Il Vangelo secondo Marco è un testo che Ravasi ama particolarmente e che adesso troviamo riecheggiato già nel titolo del saggio che il presidente del Pontificio Consiglio della Cultura ha voluto dedicare a uno dei suoi autori prediletti. Sintetico quanto affascinante, La Bibbia secondo Borges (Edb, pagine 72, euro 7,00) è un piccolo libro che andrebbe letto in continuità con un altro importante contributo scritturisticoletterario di Ravasi, Manzoni e la Bibbia, edito da Salerno lo scorso anno. Ma se in quel caso l’atteggiamento filologico risultava prevalente, attraverso la ricostruzione puntuale delle fonti via via riconoscibili nei Promessi Sposi e nelle altre opere manzoniane, questa volta il ragionamento procede con maggior disinvoltura metodologica, rasentando spesso la testimonianza autobiografica.

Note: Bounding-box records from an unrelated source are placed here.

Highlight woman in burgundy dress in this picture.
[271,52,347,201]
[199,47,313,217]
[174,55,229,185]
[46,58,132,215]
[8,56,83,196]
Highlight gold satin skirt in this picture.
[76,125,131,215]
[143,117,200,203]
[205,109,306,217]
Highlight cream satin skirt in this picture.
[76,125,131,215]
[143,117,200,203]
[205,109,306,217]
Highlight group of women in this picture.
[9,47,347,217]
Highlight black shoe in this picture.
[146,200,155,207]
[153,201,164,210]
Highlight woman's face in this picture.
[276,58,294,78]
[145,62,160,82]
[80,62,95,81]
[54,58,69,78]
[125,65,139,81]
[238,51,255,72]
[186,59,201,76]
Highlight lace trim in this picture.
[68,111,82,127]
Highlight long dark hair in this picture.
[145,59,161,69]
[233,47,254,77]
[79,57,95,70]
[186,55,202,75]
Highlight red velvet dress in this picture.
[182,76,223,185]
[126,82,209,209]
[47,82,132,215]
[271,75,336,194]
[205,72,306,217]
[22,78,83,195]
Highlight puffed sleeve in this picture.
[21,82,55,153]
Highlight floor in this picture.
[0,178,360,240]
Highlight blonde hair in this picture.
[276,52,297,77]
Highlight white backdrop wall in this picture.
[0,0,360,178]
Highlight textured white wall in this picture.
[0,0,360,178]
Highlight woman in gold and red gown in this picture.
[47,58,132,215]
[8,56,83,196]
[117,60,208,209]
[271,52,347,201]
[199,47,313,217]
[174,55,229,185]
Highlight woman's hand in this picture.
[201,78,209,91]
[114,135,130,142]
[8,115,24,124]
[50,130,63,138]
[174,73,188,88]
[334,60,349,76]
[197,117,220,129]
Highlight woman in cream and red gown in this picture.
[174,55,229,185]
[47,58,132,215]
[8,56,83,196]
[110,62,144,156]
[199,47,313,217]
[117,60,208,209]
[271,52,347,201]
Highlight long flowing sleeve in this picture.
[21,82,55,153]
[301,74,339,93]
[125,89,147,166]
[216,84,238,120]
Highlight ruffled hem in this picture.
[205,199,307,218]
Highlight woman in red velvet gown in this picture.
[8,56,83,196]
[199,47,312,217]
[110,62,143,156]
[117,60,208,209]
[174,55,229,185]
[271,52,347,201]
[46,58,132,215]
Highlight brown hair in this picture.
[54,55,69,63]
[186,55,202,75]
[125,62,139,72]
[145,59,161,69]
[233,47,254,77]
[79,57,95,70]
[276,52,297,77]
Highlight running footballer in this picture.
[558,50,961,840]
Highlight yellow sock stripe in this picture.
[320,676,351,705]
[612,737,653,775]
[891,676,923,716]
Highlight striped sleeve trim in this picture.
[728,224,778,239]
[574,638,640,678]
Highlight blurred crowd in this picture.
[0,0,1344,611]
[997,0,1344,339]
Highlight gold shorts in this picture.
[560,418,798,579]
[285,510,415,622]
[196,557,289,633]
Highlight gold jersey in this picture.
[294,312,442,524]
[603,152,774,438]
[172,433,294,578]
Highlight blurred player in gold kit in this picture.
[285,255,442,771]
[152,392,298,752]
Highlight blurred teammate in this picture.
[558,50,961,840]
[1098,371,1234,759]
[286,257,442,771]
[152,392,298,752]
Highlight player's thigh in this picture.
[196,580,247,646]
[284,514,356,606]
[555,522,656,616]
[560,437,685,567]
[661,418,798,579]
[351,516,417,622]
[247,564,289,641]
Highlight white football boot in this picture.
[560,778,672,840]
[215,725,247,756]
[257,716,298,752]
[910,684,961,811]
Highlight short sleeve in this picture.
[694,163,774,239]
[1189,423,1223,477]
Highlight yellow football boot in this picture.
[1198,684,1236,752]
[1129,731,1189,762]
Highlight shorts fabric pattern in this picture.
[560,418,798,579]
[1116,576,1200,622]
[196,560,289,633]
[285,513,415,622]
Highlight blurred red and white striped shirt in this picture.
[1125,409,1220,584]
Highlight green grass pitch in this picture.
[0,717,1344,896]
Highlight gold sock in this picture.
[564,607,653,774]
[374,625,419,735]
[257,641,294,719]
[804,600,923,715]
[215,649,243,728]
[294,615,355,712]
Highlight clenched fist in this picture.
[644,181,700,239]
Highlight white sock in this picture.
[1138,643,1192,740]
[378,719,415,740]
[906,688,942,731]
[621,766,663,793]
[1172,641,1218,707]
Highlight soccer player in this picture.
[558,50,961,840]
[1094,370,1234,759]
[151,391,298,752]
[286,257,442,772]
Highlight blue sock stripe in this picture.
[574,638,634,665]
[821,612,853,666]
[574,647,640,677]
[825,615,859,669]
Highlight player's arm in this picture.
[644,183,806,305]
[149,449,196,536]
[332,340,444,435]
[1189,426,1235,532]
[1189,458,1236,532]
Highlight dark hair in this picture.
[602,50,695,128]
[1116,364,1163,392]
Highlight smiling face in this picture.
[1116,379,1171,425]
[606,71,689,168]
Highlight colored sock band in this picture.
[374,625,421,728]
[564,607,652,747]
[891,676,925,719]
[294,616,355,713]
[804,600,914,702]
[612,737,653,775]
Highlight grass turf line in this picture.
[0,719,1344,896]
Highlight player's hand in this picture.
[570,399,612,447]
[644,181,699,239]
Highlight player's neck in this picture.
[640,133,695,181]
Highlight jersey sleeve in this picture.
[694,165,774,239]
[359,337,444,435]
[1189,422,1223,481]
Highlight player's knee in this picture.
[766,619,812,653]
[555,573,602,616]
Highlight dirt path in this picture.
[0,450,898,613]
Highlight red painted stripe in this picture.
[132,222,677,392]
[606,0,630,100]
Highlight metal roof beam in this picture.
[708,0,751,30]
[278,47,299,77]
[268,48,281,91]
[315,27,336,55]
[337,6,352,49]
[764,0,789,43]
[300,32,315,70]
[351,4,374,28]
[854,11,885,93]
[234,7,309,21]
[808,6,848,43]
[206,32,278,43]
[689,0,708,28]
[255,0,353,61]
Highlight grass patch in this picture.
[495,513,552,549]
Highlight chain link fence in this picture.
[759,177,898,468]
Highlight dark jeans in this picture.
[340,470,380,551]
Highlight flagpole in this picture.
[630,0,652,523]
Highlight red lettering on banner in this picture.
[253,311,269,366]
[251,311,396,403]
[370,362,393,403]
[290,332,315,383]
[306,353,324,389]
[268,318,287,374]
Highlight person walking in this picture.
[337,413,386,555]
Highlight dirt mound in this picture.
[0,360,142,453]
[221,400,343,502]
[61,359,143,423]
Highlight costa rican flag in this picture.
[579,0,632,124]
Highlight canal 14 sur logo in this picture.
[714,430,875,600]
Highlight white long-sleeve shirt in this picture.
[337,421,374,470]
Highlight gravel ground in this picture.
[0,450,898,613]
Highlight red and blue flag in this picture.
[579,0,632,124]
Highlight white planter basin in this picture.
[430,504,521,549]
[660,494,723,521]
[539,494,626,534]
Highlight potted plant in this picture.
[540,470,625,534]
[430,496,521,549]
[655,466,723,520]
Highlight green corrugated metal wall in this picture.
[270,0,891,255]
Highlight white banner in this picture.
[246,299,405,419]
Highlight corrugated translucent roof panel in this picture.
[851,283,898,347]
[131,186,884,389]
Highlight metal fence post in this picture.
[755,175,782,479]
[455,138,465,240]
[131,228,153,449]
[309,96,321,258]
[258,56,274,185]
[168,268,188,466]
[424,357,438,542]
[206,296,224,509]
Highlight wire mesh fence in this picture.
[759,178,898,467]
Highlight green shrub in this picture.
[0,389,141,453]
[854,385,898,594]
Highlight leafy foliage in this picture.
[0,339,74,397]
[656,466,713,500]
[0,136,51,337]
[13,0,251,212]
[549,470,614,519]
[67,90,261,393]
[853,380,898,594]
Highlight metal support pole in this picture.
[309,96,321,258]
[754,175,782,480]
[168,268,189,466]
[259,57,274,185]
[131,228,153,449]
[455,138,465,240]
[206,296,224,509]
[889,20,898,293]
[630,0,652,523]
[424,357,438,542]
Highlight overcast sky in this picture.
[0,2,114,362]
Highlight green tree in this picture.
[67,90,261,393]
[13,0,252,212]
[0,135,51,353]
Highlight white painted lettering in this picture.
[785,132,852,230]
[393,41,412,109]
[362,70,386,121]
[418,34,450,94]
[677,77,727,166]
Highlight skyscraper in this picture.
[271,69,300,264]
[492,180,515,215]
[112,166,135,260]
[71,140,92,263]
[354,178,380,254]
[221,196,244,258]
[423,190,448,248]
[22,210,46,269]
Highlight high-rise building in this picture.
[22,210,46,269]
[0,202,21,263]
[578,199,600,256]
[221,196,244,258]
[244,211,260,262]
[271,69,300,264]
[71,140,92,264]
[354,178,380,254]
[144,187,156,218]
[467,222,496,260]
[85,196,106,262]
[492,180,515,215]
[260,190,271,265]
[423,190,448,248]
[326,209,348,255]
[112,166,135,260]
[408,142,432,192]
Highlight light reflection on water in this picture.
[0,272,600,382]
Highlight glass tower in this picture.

Nel momento in cui si sofferma sul rapporto fra Borges e papa Bergoglio, per esempio, Ravasi rievoca il Cortile dei Gentili svoltosi nel 2014 a Buenos Aires, a pochi mesi dall’elezione di Francesco. Quella che attraversa La Bibbia secondo Borges è una storia di libri e di incontri, dunque, con l’edizione delle opere complete dello scrittore che passa di mano dal Papa al cardinale e, prima ancora, con la nonna inglese di Borges, Fanny, che introduce il piccolo Jorge Luis alla conoscenza delle Scritture. Viene così gettato il primo seme della duplice convinzione che accompagnerà lo scrittore per tutta la vita, e cioè che i Vangeli non solo rappresentino uno dei poemi fondamentali dell’umanità insieme con l’Iliade e l’Odissea, ma anche che «la storia di Cristo non possa essere narrata meglio».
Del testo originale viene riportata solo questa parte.